That I am dead, inquire but my last words,

And you shall know that to the last I loved you.

And when you walk forth with your second choice,

Into the pleasant fields, and by chance talk of me

Imagine that you see me thin, and pale,

Strewing your path with flowers!

—Poor Abstemia! Lorenzo never could find such another—there never could be such another, for such Lorenzo.

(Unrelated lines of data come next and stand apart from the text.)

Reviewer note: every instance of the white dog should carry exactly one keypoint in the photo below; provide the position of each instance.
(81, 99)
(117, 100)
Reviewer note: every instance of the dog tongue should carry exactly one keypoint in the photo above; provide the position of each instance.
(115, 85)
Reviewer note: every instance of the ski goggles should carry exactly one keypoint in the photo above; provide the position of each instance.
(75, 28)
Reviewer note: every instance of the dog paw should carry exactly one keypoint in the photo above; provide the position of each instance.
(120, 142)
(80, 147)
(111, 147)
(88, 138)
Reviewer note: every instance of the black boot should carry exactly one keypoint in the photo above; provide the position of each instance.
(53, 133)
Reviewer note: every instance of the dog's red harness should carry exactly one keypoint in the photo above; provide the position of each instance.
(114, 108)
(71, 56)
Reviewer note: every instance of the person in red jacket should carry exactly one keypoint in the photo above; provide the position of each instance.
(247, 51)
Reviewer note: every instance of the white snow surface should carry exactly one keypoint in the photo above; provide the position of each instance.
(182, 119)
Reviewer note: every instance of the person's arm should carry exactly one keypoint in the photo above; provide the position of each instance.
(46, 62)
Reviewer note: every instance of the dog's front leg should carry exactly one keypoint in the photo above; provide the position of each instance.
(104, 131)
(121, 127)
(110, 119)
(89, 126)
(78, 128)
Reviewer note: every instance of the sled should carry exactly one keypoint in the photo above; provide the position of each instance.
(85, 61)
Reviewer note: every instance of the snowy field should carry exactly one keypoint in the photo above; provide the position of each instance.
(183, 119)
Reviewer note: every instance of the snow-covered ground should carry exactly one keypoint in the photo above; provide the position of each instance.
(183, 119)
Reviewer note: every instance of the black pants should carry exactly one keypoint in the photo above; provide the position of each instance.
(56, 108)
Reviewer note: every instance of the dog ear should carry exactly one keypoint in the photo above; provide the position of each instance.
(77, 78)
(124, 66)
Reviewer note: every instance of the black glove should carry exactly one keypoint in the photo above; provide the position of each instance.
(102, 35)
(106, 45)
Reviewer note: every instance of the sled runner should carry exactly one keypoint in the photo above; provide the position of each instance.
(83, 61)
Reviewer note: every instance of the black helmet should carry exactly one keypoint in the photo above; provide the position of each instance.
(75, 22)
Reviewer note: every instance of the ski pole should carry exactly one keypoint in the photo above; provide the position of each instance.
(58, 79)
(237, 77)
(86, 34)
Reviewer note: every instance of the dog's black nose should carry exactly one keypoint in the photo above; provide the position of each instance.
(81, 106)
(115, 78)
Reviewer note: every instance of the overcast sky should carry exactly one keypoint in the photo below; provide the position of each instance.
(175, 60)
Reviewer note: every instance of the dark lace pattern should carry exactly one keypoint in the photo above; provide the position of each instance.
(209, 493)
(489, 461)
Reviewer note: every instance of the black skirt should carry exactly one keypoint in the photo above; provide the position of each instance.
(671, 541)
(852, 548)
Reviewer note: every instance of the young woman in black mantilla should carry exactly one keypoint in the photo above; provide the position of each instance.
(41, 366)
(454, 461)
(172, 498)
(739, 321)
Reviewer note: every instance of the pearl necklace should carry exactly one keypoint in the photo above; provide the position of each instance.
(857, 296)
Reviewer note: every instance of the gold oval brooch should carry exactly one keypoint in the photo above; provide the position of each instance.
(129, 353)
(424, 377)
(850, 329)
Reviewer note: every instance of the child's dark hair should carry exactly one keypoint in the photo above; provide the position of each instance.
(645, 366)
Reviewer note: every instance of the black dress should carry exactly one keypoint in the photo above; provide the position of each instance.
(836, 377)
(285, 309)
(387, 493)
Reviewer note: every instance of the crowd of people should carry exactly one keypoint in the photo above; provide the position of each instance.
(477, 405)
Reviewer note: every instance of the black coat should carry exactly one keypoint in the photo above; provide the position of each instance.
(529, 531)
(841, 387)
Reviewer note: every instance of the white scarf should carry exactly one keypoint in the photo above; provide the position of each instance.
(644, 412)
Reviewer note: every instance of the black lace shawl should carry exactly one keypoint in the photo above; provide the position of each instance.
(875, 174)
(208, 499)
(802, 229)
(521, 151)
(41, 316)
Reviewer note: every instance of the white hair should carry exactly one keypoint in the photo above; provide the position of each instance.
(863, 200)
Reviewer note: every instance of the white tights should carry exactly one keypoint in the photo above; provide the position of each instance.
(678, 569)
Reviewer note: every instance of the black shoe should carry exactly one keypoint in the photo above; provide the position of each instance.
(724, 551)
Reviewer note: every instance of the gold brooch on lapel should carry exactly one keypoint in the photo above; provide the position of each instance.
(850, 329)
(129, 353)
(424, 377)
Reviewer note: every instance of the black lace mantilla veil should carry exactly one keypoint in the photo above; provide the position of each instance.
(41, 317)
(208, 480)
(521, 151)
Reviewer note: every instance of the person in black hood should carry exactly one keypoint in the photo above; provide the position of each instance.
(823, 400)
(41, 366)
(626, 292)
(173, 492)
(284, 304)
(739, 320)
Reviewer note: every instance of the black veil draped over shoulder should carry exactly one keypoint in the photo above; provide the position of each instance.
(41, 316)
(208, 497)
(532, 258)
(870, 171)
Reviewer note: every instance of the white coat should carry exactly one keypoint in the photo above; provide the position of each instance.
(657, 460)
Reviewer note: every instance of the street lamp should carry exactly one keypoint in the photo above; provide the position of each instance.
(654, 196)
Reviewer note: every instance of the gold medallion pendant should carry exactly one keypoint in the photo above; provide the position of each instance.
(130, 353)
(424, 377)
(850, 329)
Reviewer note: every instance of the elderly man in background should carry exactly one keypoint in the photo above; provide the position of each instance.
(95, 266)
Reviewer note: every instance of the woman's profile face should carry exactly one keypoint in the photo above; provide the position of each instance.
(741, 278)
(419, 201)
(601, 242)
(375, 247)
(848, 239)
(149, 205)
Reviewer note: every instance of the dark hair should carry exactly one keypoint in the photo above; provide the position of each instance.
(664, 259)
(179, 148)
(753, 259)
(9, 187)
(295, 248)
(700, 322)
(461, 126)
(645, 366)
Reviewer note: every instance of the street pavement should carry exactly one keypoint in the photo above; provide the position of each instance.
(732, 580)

To blaze anew, it is essential that the old fire be utterly gone; and can any truly-lighted soul ever grow cold, except the grave cover it? The poets all say no: Othello, had he lived a thousand years, would not have loved again—nor Desdemona—nor Andromache—nor Medea—nor Ulysses—nor Hamlet. But in the cool wreaths of the pleasant smoke let us see what truth is in the poets.

—What is love—mused I—at the first, but a mere fancy? There is a prettiness that your soul cleaves to, as your eye to a pleasant flower, or your ear to a soft melody. Presently admiration comes in, as a sort of balance wheel for the eccentric revolutions of your fancy; and your admiration is touched off with such neat quality as respect. Too much of this, indeed, they say, deadens the fancy, and so retards the action of the heart machinery. But with a proper modicum to serve as a stock, devotion is grafted in; and then, by an agreeable and confused mingling, all these qualities, and affections of the soul, become transfused into that vital feeling called love.

Your heart seems to have gone over to another and better counterpart of your humanity; what is left of you seems the mere husk of some kernel that has been stolen. It is not an emotion of yours, which is making very easy voyages toward another soul—that may be shortened or lengthened at will, but it is a passion that is only yours, because it is there; the more it lodges there the more keenly you feel it to be yours.